Jun 29, 2014 16:52
Well hello, self realization! It's about time you came out and explained yourself. Thank God I'm house sitting...Nobody else but me and an old dog. I haven't even turned on the TV while here...I've been sitting in a comfy chair, blinds open, fans on, reading old journals I brought. I've come to realize and remember (or not remember) a lot of things. When I Got caught sneaking out when I was 14, I blamed the guy. None of it was my fault. Seriously, Jen. When ex-boyfriend of my friends would call I'd be all "hey they called me don't be a bitch about it"....really, Jen? I've also realized that I wasn't just a teenage girl...I really did draw the short stick. My mom loved me and tried to protect me but she smothered me. In turn, I kinda went wild when I moved out (kinda...but not really). I had a good head on my shoulders (except when I had this thing with Luke and I ditched him for his best friend Ty. DOE!!!)
But somehow my head became turned around. Somehow I started to really believe the negative voices because I heard them from other people. Gradually my self esteem was dyeing, and it led to a very bad place. For 5 years I've ignored what happened and treated it like a one night stand...something to just forget about. Then I wake up 30 pounds heavier, having panic attacks, not caring AT ALL about my appearance (no plucking eyebrows, no make up, no showering for 3 days at a time, wearing t shirts and sweat pants every chance I could...even in public) and wonder...what the fuck just happened? How did I get here?

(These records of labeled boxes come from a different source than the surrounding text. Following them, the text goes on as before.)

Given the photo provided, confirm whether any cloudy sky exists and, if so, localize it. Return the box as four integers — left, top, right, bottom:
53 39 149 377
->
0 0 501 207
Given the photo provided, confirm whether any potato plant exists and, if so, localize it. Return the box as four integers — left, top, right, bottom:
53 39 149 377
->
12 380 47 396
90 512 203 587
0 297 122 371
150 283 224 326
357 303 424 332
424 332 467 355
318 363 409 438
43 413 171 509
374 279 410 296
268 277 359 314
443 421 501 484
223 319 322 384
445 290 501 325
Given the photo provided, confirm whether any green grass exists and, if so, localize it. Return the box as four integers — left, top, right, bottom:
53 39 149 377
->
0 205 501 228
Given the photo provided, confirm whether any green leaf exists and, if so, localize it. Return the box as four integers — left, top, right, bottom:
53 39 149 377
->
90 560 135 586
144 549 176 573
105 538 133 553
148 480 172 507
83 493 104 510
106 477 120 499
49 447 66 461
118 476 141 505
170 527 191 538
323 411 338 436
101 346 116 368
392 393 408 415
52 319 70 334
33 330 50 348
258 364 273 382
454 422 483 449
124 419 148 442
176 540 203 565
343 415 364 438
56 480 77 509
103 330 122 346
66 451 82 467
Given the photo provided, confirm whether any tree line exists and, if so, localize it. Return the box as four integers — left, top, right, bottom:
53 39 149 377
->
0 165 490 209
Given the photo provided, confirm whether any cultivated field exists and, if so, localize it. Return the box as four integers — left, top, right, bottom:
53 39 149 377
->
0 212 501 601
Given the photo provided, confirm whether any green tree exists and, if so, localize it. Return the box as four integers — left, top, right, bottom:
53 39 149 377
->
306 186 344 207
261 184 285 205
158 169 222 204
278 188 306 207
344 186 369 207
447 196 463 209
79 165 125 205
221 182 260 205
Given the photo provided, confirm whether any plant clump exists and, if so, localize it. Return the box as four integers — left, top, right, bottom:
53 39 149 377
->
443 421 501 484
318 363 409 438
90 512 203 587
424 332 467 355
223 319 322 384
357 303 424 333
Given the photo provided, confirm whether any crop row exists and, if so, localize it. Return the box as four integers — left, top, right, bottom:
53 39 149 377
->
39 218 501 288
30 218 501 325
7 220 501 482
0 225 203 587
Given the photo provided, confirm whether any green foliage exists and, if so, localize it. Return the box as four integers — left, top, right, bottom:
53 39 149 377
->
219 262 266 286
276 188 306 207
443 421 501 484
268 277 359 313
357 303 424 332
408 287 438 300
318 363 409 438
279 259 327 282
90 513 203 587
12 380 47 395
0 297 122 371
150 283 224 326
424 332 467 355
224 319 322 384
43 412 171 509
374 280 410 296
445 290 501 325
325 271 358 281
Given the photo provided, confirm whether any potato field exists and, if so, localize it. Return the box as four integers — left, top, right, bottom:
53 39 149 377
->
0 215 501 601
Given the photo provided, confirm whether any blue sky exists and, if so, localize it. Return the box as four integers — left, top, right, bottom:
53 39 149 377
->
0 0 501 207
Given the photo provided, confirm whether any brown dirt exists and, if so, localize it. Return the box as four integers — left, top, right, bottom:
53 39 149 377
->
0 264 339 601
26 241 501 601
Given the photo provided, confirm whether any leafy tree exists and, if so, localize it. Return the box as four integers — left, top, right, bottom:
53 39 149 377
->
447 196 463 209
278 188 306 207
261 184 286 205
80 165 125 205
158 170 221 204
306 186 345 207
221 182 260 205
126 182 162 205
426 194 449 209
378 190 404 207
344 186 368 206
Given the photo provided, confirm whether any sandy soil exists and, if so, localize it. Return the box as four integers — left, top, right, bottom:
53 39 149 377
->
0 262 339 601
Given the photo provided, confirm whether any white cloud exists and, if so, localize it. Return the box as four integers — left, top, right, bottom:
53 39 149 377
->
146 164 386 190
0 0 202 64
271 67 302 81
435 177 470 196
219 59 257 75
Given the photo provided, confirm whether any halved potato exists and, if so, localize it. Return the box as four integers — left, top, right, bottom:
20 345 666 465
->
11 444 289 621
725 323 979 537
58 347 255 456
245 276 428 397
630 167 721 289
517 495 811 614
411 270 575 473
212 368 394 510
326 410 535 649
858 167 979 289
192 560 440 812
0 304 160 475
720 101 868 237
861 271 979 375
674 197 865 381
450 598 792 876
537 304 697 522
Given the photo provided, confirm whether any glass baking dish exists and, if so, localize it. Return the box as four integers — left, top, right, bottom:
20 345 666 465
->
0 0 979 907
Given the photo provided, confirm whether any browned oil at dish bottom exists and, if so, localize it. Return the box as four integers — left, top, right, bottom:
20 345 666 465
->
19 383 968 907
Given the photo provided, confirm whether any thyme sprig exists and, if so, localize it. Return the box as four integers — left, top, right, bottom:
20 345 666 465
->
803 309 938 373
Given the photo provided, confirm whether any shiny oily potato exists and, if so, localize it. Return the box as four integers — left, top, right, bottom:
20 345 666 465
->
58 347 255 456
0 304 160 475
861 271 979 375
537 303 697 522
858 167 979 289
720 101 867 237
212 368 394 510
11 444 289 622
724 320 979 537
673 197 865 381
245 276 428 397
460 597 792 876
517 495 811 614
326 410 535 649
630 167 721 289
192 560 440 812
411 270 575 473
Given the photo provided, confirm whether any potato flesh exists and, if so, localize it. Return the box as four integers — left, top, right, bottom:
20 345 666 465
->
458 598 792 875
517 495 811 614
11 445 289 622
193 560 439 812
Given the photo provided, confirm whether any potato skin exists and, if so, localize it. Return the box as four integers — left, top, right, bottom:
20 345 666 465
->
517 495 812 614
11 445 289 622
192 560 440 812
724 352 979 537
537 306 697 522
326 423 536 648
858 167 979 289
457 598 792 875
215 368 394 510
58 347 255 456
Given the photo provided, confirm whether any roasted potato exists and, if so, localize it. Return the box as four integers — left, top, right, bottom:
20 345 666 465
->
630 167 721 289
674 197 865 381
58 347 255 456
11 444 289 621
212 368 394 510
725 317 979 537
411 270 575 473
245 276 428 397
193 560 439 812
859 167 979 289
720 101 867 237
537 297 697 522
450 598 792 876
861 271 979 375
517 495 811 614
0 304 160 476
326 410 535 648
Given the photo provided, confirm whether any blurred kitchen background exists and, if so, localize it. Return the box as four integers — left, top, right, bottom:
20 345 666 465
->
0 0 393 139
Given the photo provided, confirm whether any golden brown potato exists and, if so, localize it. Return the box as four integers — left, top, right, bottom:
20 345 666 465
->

I've lost 10 pounds so far, I've been wearing make up and cute tops to work, and hey I no longer look like a neanderthal because I picked up a pair of tweezers and something called a razor.
I'm not sure if it's because I'm living in a house with one person in it instead of 8, or if I'm actually getting better, but I feel better. I feel like myself. For now, anyway.
Jennifer ' s brain signing out.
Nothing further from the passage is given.